Клиническая картина инсулиномы характеризуется развитием гипогликемического синдрома, обусловленного неконтролируемым выбросом инсулина β-клетками поджелудочной железы. Различают вегетативные и нейрогликопенические симптомы гипогликемии. Вегетативные симптомы связаны с компенсаторной активацией симпатоадреналовой системы и включают адренергические проявления (сердцебиение, тремор, возбуждение, беспокойство) и холинергические (чувство голода, потливость, парестезии) [1]. Нейрогликопенические симптомы развиваются вследствие депривации головного мозга глюкозой и могут варьировать от выраженной слабости до спутанности сознания и комы. При острой гипогликемии неврологические проявления бывают транзиторными и обратимыми. Хроническая нейрогликопения с эпизодами выраженной гипогликемии приводит к устойчивому и необратимому повреждению нейронов головного мозга, что проявляется прогрессирующими когнитивными нарушениями, изменениями личности, потерей памяти, дезориентацией, эпилептическими приступами, вплоть до потери сознания и смерти [6, 8].

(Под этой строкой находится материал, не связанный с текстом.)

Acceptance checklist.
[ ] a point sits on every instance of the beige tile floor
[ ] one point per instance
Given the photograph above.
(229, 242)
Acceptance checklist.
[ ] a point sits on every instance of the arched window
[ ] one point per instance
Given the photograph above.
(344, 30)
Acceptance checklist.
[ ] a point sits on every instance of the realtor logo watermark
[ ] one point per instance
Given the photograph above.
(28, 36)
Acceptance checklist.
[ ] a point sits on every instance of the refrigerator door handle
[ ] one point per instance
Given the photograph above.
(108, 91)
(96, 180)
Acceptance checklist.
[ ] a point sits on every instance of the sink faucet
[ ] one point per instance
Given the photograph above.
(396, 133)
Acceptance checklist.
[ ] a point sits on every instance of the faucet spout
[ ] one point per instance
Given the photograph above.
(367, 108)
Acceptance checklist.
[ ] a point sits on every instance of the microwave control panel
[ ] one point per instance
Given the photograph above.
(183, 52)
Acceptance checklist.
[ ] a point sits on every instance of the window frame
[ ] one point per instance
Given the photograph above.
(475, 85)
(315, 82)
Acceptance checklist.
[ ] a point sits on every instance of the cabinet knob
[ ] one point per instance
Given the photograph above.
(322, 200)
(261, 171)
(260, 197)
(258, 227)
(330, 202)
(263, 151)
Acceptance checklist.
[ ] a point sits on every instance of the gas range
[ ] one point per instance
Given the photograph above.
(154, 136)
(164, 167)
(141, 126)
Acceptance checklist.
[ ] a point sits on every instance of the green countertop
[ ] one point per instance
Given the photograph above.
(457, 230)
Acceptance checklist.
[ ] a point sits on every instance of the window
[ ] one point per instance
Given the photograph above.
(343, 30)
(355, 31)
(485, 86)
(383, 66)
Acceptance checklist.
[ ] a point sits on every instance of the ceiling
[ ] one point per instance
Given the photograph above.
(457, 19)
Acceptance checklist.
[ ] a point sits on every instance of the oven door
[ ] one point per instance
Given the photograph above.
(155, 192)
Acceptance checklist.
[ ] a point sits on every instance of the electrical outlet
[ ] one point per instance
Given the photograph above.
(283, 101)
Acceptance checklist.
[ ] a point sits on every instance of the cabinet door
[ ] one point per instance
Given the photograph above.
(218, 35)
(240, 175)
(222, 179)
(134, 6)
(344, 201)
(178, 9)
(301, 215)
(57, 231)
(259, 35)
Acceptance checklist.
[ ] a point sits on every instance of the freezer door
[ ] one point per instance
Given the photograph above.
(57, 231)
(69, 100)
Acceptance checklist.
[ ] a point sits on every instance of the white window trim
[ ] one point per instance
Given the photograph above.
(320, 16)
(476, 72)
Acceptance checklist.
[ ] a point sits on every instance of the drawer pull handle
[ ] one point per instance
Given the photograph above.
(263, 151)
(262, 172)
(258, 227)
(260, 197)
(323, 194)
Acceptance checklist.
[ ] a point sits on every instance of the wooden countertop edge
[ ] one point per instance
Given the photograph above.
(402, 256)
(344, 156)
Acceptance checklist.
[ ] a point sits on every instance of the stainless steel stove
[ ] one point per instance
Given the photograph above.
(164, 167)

Гипогликемия может развиваться как на фоне гиперинсулинемии, так и при сниженной концентрации инсулина, что имеет важное дифференциально-диагностическое значение. Кроме того, выделяют гипогликемию натощак (тощаковую или препрандиальную) и возникающую после еды (реактивную или постпрандиальную). Для инсулиномы характерна препрандиальная гиперинсулинемическая гипогликемия со снижением глюкозы в крови ниже 2,8 ммоль/л при наличии клинических симптомов или менее 2,2 ммоль/л независимо от симптомов [7].
Глюкоза является важнейшим субстратом для обеспечения жизнедеятельности всего организма. Однако большая ее часть утилизируется прежде всего головным мозгом, где глюкоза — облигатный источник энергии, а также мозговым веществом почек, мышцами и эритроцитами. Благодаря защитным физиологическим механизмам, предупреждающим снижение концентрации глюкозы крови, у здоровых лиц гипогликемия почти никогда не развивается. При длительном голодании углеводные запасы в виде гликогена и альтернативные виды энергии не способны обеспечивать потребности организма, поэтому коррекция гипогликемии происходит благодаря активации контррегуляторных механизмов, включающих: 1) подавление секреции инсулина при низконормальном уровне глюкозы; 2) увеличение секреции глюкагона; 3) увеличение секреции адреналина. При продолжающейся гипогликемии начинает повышаться секреция кортизола и соматотропного гормона, что в совокупности обеспечивает поддержание нормального уровня глюкозы крови. В норме при уровне глюкозы 3 ммоль/л и ниже секреция инсулина почти полностью подавляется. У пациентов с инсулиномой при прекращении поступления глюкозы в кровеносное русло подавления выброса инсулина не происходит в виду автономной, неконтролируемой секреции инсулина опухолевыми клетками. Сохраняющаяся гиперинсулинемия ингибирует процесс гликогенолиза в печени и мышцах, что приводит к развитию гипогликемического синдрома. Вследствие вынужденного частого приема пищи для купирования симптомов гипогликемии у пациентов с инсулиномой часто отмечается увеличение массы тела вплоть до развития морбидного ожирения, что так же является важным диагностическим признаком [6, 8].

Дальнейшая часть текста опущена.